Transitar pela via errada é um jeito certo do estilista João Pimenta tentar encontrar um conceito e um caminho de pensar e fazer moda masculina no Brasil. Em meio à mistura de referências que a cultura brasileira oferece, cria peças com bordados, rendas e babados para homens em nome da aproximação dos gêneros.
Há 20 anos atuando na moda brasileira, o mineiro vendeu tecidos nas Casas Pernambucanas, desenhou para noivas, circulou por mercados alternativos até chegar ao principal line up do setor. Pensa e defende uma indústria consciente, que vá além do fast fashion. Trabalha com o conceito de workwear, mas diferencia com inventividade os uniformes do cotidiano.
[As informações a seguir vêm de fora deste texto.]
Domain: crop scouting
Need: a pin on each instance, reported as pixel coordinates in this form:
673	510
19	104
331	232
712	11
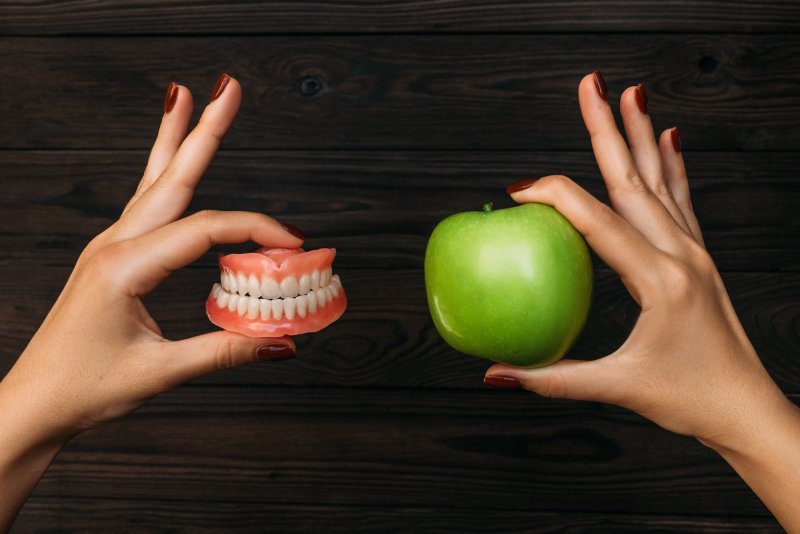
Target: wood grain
492	450
364	16
387	339
379	207
42	514
402	92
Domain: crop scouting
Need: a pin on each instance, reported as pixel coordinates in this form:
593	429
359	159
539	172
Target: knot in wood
707	64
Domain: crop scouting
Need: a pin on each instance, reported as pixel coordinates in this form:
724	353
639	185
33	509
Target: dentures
276	292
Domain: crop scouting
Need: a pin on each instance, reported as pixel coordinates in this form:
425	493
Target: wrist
761	429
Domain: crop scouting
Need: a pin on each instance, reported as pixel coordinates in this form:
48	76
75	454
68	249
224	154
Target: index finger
169	195
149	259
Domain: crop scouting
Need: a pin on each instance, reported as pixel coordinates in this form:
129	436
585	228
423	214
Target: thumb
595	380
207	353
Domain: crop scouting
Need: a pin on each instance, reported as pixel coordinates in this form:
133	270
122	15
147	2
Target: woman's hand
98	354
688	364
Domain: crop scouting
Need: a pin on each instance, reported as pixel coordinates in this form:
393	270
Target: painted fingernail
641	98
171	97
600	85
222	83
295	231
519	186
502	382
676	140
274	352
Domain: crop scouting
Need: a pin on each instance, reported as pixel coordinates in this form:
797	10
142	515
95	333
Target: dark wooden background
365	123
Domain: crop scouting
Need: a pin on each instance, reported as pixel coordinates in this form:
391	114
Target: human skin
688	364
98	354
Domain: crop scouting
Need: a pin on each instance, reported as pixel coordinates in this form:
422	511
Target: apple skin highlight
512	285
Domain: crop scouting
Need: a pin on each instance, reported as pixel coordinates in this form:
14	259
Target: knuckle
630	183
554	387
557	184
104	263
206	218
661	189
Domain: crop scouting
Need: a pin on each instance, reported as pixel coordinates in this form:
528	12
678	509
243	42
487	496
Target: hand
99	354
687	364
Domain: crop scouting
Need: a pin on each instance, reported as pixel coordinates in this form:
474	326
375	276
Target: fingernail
676	140
519	186
600	85
295	231
274	352
222	83
641	98
171	97
502	382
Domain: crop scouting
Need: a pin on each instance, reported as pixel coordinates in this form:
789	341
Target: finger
174	125
629	195
148	259
644	150
167	199
617	243
197	356
669	145
596	380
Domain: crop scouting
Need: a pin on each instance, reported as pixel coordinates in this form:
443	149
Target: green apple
512	285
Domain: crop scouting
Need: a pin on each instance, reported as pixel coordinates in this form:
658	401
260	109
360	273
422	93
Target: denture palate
265	297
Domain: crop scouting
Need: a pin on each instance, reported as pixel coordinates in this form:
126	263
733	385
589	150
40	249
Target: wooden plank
727	92
43	514
379	207
493	450
440	16
387	339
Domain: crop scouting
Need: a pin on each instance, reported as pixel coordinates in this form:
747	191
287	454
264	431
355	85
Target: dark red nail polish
222	83
519	186
171	97
274	352
600	85
676	140
502	382
295	231
641	98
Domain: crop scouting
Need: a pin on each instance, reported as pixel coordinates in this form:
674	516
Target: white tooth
252	308
277	309
253	286
270	288
232	285
266	309
289	308
305	284
301	303
289	286
312	302
241	306
233	302
241	283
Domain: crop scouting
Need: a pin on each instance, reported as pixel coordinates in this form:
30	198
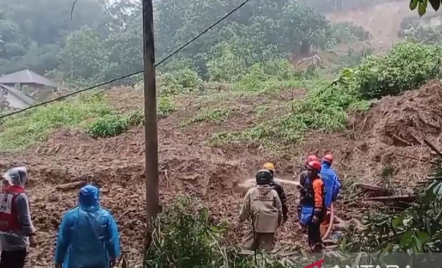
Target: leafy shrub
417	229
184	235
21	131
216	115
165	107
407	66
323	110
108	126
178	82
226	66
347	31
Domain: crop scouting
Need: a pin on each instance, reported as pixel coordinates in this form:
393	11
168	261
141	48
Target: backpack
308	208
332	185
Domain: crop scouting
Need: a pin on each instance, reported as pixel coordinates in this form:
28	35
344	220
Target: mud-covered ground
392	129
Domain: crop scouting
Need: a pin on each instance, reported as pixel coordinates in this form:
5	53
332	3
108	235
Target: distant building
26	78
21	89
14	98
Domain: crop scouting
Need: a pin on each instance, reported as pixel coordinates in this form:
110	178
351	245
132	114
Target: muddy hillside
386	136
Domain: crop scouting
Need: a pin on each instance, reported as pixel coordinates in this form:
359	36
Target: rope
130	74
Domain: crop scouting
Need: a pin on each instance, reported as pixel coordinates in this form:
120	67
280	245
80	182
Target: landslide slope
371	145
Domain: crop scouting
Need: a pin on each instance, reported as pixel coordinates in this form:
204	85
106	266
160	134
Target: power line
130	74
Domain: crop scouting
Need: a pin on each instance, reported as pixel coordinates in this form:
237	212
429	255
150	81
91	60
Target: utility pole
150	118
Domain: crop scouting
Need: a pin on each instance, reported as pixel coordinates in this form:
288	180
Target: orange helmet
314	165
269	166
328	158
311	158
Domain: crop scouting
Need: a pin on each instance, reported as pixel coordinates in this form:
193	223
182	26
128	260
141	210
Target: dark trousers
314	236
13	259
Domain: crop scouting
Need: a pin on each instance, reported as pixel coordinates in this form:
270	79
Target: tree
422	5
82	57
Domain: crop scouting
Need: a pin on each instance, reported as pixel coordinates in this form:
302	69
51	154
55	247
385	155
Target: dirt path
382	21
363	152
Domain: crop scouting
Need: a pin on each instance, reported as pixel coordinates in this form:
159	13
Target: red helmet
314	165
311	158
328	158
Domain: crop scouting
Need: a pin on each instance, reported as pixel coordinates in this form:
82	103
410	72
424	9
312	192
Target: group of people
266	203
88	236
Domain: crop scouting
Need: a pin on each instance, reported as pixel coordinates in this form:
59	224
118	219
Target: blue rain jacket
88	234
331	182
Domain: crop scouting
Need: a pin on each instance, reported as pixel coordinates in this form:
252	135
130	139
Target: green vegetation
114	124
185	236
33	126
215	115
417	229
88	112
407	66
166	106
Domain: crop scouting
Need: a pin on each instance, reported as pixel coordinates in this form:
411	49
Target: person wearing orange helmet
330	178
279	189
303	177
312	205
332	185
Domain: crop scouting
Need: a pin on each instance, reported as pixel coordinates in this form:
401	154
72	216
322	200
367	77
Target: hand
315	219
33	241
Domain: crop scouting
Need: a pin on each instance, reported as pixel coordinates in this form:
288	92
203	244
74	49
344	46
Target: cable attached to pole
130	74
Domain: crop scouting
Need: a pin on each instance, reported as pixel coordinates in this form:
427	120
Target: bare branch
72	9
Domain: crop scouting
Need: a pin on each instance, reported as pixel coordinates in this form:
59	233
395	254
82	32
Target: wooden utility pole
150	115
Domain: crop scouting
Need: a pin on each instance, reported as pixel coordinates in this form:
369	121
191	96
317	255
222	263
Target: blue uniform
88	234
331	182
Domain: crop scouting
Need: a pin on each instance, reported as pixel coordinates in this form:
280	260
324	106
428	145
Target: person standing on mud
263	206
313	205
88	236
16	228
302	178
279	189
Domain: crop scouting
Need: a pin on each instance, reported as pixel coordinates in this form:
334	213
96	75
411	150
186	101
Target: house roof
25	77
25	98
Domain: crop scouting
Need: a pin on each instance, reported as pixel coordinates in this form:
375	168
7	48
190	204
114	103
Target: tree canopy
104	39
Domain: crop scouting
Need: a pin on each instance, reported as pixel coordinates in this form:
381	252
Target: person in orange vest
312	205
332	184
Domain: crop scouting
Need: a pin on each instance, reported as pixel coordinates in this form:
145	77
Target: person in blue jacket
330	179
88	236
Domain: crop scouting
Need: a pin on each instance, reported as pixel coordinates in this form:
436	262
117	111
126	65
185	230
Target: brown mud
372	144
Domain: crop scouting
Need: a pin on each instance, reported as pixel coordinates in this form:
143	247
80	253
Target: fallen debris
388	199
378	190
70	186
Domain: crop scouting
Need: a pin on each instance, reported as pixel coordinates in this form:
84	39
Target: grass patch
23	130
322	110
114	124
165	107
217	115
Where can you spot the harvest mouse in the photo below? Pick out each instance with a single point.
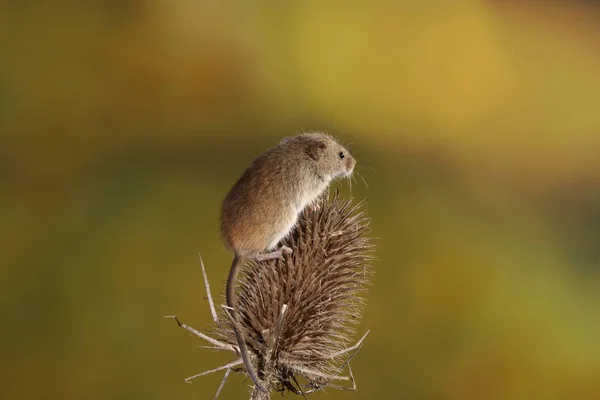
(263, 205)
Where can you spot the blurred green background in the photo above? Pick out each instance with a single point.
(476, 126)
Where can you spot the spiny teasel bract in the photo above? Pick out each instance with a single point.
(298, 314)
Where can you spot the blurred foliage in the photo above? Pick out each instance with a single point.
(476, 128)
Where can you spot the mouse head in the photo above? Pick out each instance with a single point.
(331, 160)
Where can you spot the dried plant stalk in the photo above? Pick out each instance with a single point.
(298, 314)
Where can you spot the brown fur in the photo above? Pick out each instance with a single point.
(263, 205)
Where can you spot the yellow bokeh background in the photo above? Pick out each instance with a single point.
(476, 126)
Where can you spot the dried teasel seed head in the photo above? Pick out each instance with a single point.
(298, 314)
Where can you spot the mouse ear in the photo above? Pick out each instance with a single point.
(315, 149)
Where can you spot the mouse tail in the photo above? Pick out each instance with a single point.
(230, 298)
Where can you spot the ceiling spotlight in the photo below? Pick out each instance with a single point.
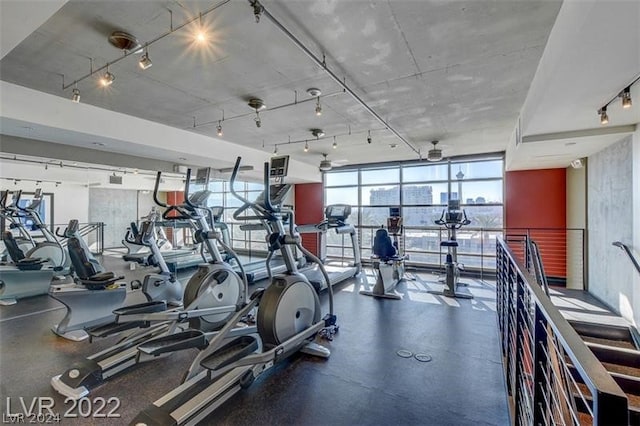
(626, 97)
(435, 153)
(201, 36)
(577, 163)
(604, 118)
(107, 79)
(145, 62)
(325, 165)
(257, 105)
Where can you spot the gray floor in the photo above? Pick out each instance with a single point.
(364, 382)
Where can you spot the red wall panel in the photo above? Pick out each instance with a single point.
(309, 201)
(536, 200)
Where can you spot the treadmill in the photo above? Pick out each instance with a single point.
(336, 216)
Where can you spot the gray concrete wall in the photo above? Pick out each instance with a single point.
(576, 221)
(636, 224)
(117, 208)
(610, 218)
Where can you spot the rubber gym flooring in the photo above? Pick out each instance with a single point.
(364, 382)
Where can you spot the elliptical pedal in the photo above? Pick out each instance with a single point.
(233, 351)
(115, 328)
(174, 342)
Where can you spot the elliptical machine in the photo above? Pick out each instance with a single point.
(9, 214)
(136, 250)
(50, 249)
(288, 321)
(452, 218)
(212, 297)
(388, 259)
(94, 294)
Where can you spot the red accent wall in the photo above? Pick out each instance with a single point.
(536, 200)
(309, 202)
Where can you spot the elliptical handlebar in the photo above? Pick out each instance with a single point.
(262, 212)
(232, 182)
(267, 190)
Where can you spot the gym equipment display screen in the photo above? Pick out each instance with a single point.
(279, 166)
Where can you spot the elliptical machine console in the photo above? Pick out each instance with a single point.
(452, 218)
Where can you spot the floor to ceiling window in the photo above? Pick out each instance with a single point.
(422, 191)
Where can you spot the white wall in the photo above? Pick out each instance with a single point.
(612, 196)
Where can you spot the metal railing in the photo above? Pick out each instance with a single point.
(552, 376)
(627, 250)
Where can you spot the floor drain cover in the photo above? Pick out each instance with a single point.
(404, 353)
(423, 357)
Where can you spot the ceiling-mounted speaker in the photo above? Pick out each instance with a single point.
(325, 165)
(179, 168)
(124, 41)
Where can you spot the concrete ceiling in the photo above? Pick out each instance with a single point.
(455, 71)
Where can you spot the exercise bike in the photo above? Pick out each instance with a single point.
(211, 298)
(452, 218)
(388, 260)
(288, 321)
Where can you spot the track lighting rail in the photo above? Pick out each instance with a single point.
(258, 7)
(146, 45)
(624, 94)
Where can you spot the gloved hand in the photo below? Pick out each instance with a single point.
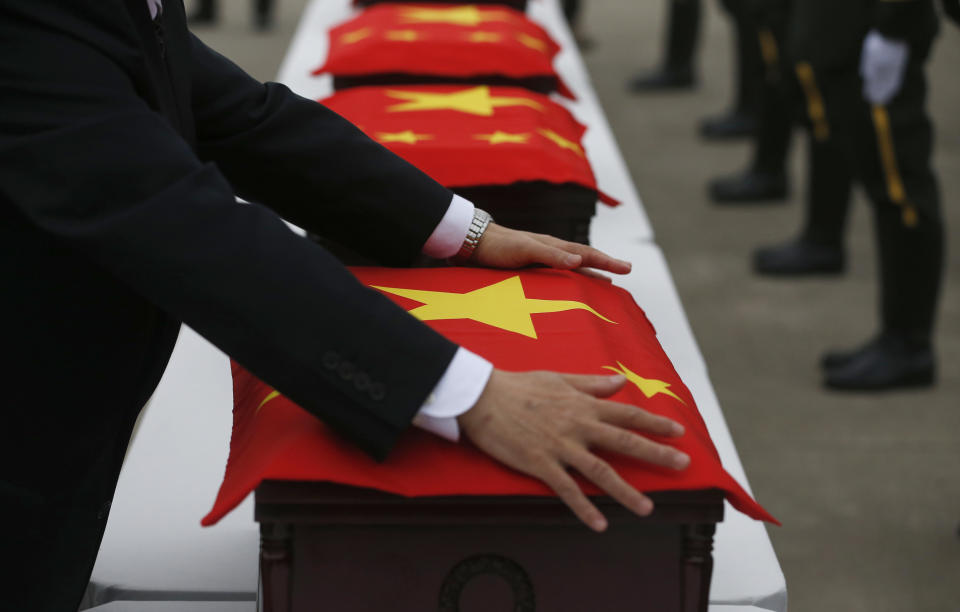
(882, 66)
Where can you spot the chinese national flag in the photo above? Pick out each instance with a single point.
(434, 43)
(466, 136)
(520, 5)
(526, 320)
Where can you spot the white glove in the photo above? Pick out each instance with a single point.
(882, 64)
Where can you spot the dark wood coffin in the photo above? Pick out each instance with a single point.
(520, 5)
(333, 548)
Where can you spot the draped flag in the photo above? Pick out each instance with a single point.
(520, 5)
(431, 43)
(465, 136)
(526, 320)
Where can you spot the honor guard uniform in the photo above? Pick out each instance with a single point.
(860, 65)
(766, 179)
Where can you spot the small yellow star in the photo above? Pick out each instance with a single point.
(533, 42)
(475, 101)
(484, 37)
(470, 16)
(402, 35)
(649, 386)
(499, 137)
(355, 36)
(560, 141)
(407, 137)
(502, 305)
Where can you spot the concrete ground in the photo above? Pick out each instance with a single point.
(867, 486)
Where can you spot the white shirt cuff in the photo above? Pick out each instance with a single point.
(448, 236)
(457, 391)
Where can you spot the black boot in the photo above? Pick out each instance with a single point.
(749, 186)
(889, 361)
(736, 124)
(204, 13)
(798, 258)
A experiência tem sido desenvolvida também com a marca gaúcha West Coast.
O designer de 49 anos foi um dos articuladores do desfile do Laboratório Fantasma, do rapper Emicida, na última SPFW. Também saúda o potencial do Sul no ambiente da moda brasileira e prepara projeto com uma empresa da Serra. A entrevista que segue foi concedida quando ele participou do júri do Prêmio UCS/Sultextil.
Como você concebe roupa para o homem contemporâneo?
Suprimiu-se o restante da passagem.